Ubisoft Insists Its NFT Platform Quartz Is Great And Everyone Who Dislikes It Doesn't Get It
This is certainly one way to deal with NFT backlash. In late December, Ubisoft became one of several gaming publishers to announce they were getting into non-fungible tokens with the creation of their new platform Ubisoft Quartz, an announcement that made very few people excited. Furthermore, the platform seemed quite unpopular at launch, as seemingly nobody was using it.
Whereas some may have quietly backed away from NFTs, as S.T.A.L.K.E.R. 2 developers did when fans made their voices heard, Ubisoft has instead doubled down, insisting that Quartz is great, actually, and its critics just don't "get it."
In an interview with Finder, Ubisoft executives Nicolas Pouard and Didier Genevois insisted that their vision for NFT-filled games is actually good for gamers. In the interview, Pouard said:
I think gamers don’t get what a digital secondary market can bring to them. For now, because of the current situation and context of NFTs, gamers really believe it’s first destroying the planet, and second just a tool for speculation. But what we [at Ubisoft] are seeing first is the end game. The end game is about giving players the opportunity to resell their items once they’re finished with them or they’re finished playing the game itself.
So, it’s really, for them. It’s really beneficial. But they don’t get it for now.
Also, this is part of a paradigm shift in gaming. Moving from one economic system to another is not easy to handle. There is a lot of habits you need to go against and a lot of your ingrained mindset you have to shift. It takes time. We know that.
The idea that NFTs are "really for the players" raised eyebrows among readers. Kotaku opined that the idea gamers could "resell their items" for their benefit rang hollow, suspecting the real reason Ubisoft was so insistent on pushing NFTs in their games was so they could rake in a cut of every transaction, amassing money while doing essentially nothing.

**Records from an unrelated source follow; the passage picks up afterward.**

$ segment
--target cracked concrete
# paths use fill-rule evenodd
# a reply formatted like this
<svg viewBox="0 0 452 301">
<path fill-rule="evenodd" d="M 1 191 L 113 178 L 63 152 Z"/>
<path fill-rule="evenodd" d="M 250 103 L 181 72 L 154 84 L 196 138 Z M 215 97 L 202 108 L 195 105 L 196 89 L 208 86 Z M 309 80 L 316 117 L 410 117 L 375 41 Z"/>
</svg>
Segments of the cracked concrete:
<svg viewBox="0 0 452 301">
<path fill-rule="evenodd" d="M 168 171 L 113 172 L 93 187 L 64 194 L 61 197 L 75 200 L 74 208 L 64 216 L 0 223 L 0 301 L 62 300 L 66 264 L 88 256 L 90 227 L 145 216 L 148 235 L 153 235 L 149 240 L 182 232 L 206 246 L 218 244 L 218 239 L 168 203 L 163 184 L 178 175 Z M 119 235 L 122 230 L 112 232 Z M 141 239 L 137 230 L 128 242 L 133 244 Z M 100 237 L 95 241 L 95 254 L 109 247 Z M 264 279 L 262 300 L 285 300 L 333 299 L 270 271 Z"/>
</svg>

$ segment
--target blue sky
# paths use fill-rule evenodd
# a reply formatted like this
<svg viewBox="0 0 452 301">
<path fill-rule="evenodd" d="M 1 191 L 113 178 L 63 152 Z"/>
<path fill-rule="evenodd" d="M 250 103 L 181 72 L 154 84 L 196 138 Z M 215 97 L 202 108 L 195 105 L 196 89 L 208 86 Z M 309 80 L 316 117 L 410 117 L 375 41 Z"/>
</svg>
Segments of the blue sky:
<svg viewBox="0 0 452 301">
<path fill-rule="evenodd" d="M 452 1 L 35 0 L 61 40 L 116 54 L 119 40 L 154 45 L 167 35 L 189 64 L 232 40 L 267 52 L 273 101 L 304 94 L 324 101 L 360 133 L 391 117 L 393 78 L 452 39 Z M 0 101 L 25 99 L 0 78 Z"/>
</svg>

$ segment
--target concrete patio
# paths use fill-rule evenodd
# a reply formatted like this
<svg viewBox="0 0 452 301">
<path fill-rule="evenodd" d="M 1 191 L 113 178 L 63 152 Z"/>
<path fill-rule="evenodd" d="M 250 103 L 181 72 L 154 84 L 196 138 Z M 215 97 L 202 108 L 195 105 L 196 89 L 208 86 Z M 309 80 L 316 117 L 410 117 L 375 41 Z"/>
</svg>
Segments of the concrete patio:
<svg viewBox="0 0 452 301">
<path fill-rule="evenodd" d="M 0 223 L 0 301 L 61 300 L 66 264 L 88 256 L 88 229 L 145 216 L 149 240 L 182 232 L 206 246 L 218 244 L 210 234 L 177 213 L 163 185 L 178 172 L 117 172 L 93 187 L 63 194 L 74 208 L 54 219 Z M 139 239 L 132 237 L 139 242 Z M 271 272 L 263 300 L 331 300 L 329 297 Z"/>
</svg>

Social media users were having no part of the Ubisoft executives' spin either, as the backlash to Ubisoft's interview was fierce.
It's one thing if a company tries implementing scams like NFTs ONCE. Try, and fail. But it's ANOTHER thing if they go, "See you're all too STUPID, and we're gonna be pushing forward with this regardless of all your legit concerns/fears." That's next level corporate bullshittery.
— Matt McMuscles (@MattMcMuscles) January 28, 2022
That Ubisoft reaction is a good exemplar of why most people find all this NFT/cryptosmeg stuff so damn annoying. It's the fact that we're just being railroaded into it regardless of whether we want it or not.
— a stinky ox 🐂 (@llamasoft_ox) January 28, 2022
Until publishers let us resell our actual games, you can absolutely ignore every word that comes out of their mouths about their desire for you to ‘truly own what you purchase’. This is only about fattening out their micro-transaction revenue. Nothing more https://t.co/T3ooicAHIb
— Skill Up (@SkillUpYT) January 28, 2022
Ubisoft really decided to full on insult their consumer base i.e. gamers as "negative to the point of being aggressive. As gamers are want to do." and tried to basically say you need a particularly high IQ to fully grasp their NFT motivatations pic.twitter.com/edMhHQOKXI
— Kung Fu Man (@KungFuMan316) January 28, 2022
Ubisoft is so out of touch, like don't tell people what they should like or not.
Yeah NFT is a very easy way to make money, but maybe JUST MAYBE people play games to enjoy them.
But again, this is a company that doesn't understand the concept of "NO MEANS NO".— Pyo 5️⃣ (@mrpyo1) January 28, 2022
Perhaps one day we will all be so wise as to think purchasing a helmet in Ghost Recon with different numbers on it is the way of the future. But for now, gamers are still largely not into this NFT push.